Multi-family properties have common areas that must be maintained. Determine how you plan to do this and factor it into your rent. Don't count on shifting that responsibility onto the tenants, as that can be unrealistic and/or difficult to manage.

Duplex properties can generate more revenue with less expense. One property tax bill, one roof/gutter/drainage system to maintain, and one insurance policy. 

However, two sets of tenant files (including tenant screening documents, rental agreements, and correspondence). Two hot water heaters, two HVAC systems, two sets of locks, two mailboxes, to front doors with doorbells, two sets of porch lights, etc.

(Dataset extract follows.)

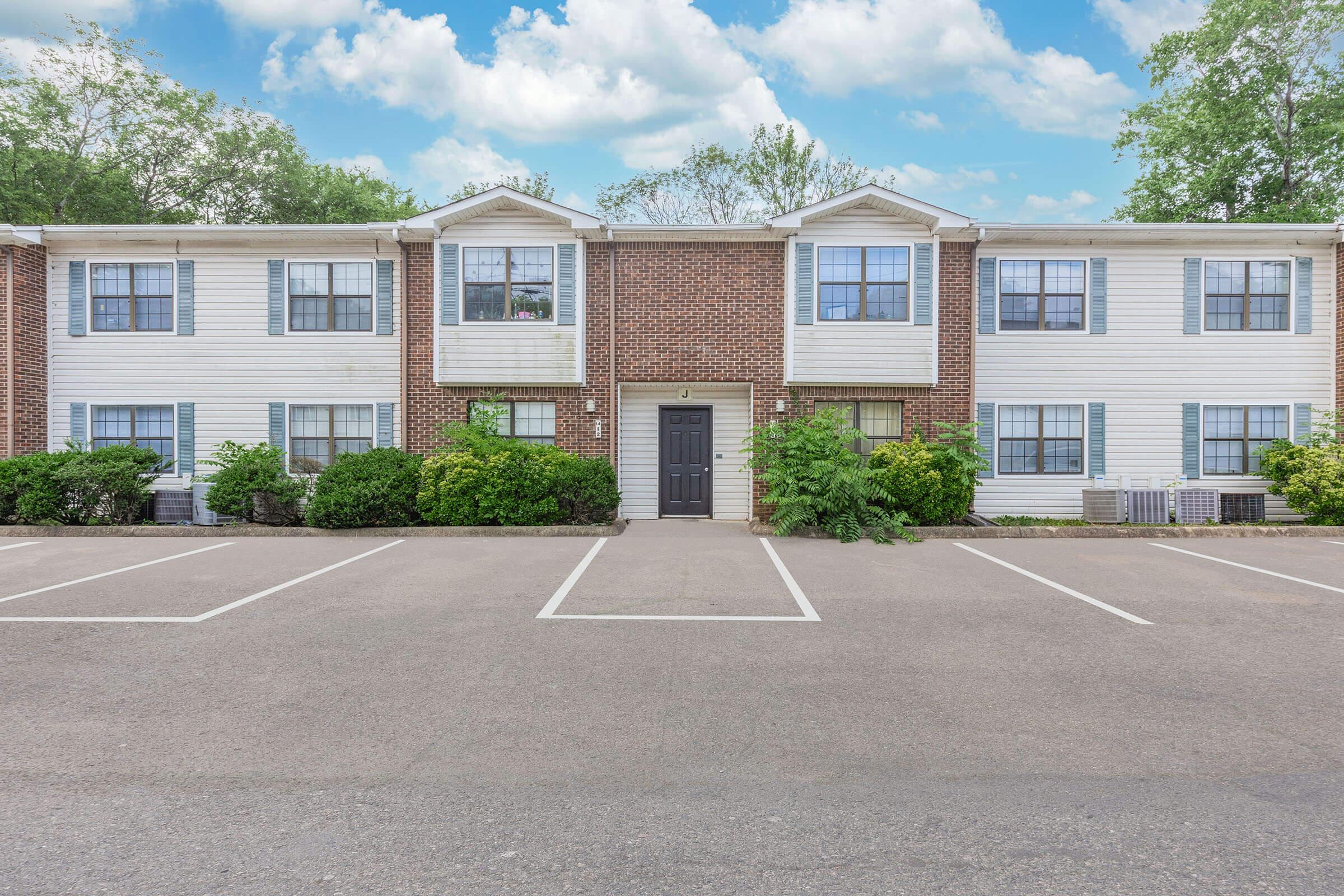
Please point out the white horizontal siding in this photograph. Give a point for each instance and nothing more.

The people on one side of the building can affect the quality of life for the people on the other side. Good or bad. Be prepared to do things to enhance the ability for tenants of both sides to get along. Treat the tenants equally and fairly, don't play favorites. Be prepared to referee if necessary.

In our portfolio we have a SFR and a duplex on adjacent lots. The tenant in the house has lived there for 15 years and so has the tenant on one side of the duplex. At another multifamily property of ours we have two tenants who have rented their apartments for more than 20 years. So it's hard to draw any hard and fast conclusions about length of tenancy. In fact many of the tenants in our SFRs tend to move on to purchase their own houses, whereas many of the tenants of our multifamily properties are on fixed income and/or are elderly and intend to continue to rent.

The quality of tenant will depend on the quality of the neighborhood, the quality of the building, the management style of the landlord, the lifestyle the tenants are seeking and what they can afford.

Great thank you all.  We use a property manager and I have been working with him also.  It seems we will be buying our duplex.  This will be are first to meet the 2% rule.  So excited about that.